Rencana pemerintah untuk mengenakan Pajak Pertambahan Nilai (PPN) terhadap barang kebutuhan pokok, atau yang lebih dikenal dengan nama sembilan bahan pokok (sembako), telah menuai banyak komentar yang bernada penolakan dari berbagai pihak.
Bahkan, kemudian isunya melebar, tidak hanya sembako, tapi juga jasa pendidikan dan jasa kesehatan, disebut-sebut akan dikenakan pajak.
Sudah terbayang beban warga yang makin menggunung bila uang yang harus dikeluarkan buat belanja harian, buat membayar uang sekolah anak dan buat biaya berobat ke rumah sakit, jadi naik. Apa tidak bikin pusing masyarakat yang penghasilannya pas-pasan?

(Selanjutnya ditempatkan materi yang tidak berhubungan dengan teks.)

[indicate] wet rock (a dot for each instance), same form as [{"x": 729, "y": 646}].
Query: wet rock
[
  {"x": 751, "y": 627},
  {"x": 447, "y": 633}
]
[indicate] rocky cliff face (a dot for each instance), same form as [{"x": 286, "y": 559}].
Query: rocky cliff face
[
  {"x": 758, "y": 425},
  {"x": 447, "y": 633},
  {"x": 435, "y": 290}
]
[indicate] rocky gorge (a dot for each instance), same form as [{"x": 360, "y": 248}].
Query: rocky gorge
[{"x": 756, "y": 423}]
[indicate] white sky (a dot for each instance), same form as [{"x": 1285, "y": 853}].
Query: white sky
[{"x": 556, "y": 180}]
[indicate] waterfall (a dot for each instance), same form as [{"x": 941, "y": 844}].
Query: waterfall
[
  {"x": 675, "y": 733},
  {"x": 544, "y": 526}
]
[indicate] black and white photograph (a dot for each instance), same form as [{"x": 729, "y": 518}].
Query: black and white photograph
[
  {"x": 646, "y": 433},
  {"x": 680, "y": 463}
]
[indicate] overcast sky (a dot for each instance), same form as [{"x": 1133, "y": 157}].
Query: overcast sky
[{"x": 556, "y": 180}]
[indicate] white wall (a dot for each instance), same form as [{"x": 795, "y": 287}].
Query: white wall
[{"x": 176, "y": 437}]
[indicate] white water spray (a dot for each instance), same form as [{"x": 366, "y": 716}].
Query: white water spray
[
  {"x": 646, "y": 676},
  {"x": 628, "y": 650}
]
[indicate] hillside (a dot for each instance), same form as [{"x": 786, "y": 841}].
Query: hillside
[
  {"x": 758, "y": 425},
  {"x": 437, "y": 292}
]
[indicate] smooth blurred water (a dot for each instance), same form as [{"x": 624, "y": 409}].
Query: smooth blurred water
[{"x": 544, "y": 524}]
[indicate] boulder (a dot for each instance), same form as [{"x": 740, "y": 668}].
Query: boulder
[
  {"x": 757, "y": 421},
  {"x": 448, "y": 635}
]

Apakah pemerintah sudah sedemikian tidak punya uang, sehingga jalan pintas yang diambil adalah memajaki pengeluaran untuk kebutuhan pokok atau pengeluaran pendidikan dan kesehatan yang tak bisa dihindarkan.
Tak heran, isu yang tergolong sensitif tersebut cepat sekali menyebar dan mungkin meresahkan masyarakat kecil. Meskipun ada pula kemungkinan isu tersebut dimanfaatkan secara politis oleh pihak tertentu yang berseberangan dengan pemerintah.
Mungkin karena tak tahan terus menerus dihujani kritik, pemerintah, dalam hal ini Menteri Keuangan Sri Mulyani, melalui staf khususnya, Yustinus Prastowo, mulai aktif memberikan penjelasan pada masyarakat, dengan memanfaatkan media massa.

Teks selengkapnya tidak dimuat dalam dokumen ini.